The election bureaus of the two parties held several meetings in the past weeks and reached to major understanding on how to amend the region's elections law and reauthorise the region's elections commission to conduct the elections. However, both parties failed to reach any progress over the electoral constituency boundaries of the minorities. Thus, they have asked the United Nations Assistance Mission for Iraq (UNAMI) to mediate between them to reach a consensus.
"We are in touch with the parties to provide, at their request, options for the way forward. We provided options last week. It is for the parties to consider these options," a UNAMI spokesperson told The New Arab via email, refusing to be named.
According to a well-informed source within one of the Kurdish ruling parties in the Kurdistan Regional Government (KRG), one of the suggestions by UNAMI is that out of the 11 seats allocated for the minorities in the Kurdish parliament, two seats to be allocated for Sulaimaniyah province - one for the Christians and the other for the Turkmens.
The KDP is often accused of manipulating the minorities' quota through a carrot-and-stick policy. In all the past elections held in the region, all 11 seats were allocated for Erbil province, while there are minority populations in other Kurdish provinces.
"The PUK has asked that four seats should be allocated for the minorities in Sulaymaniyah and Garmiyan areas," the source added.
The two parties stalled all discussions on the issue due to the recent tensions in the aftermath of a Turkish drone attack on Sulaimaniayh airport last week. The airstrike targeted Mazloum Abdi, a Kurdish commander of the Syrian Democratic Forces (SDF), but he survived.
The two parties threw accusations at each other, with each claiming the other was providing information to Turkey to target Abdi.
"We would like to reiterate that it is imperative to conduct the long-delayed elections, and UNAMI stands ready to provide further advice and technical support if requested by the parties," the spokesman added.

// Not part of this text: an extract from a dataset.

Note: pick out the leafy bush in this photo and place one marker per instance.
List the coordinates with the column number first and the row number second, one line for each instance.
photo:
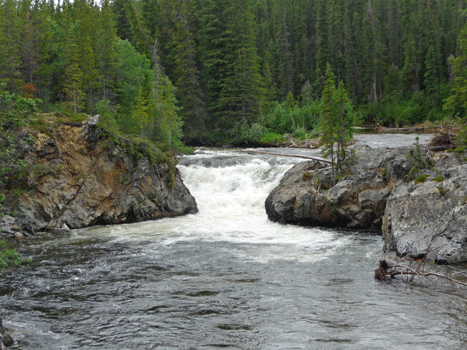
column 9, row 257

KDP controls the regional government in Erbil and has 45 seats in the current assembly.
Together with the 21-seat PUK, which has produced all Iraqi presidents since Saddam Hussein's fall in 2003, the two parties dominate politics in Iraqi Kurdistan.
The regional parliament not only votes on legislation in the autonomous territory but also approves Kurdistan government appointments, including the prime minister.
The parliament has extended its term several times in recent decades over such disputes, and in the 1990s due to fighting between two rival clans, the KDP-affiliated Barzanis and the PUK-affiliated Talabanis.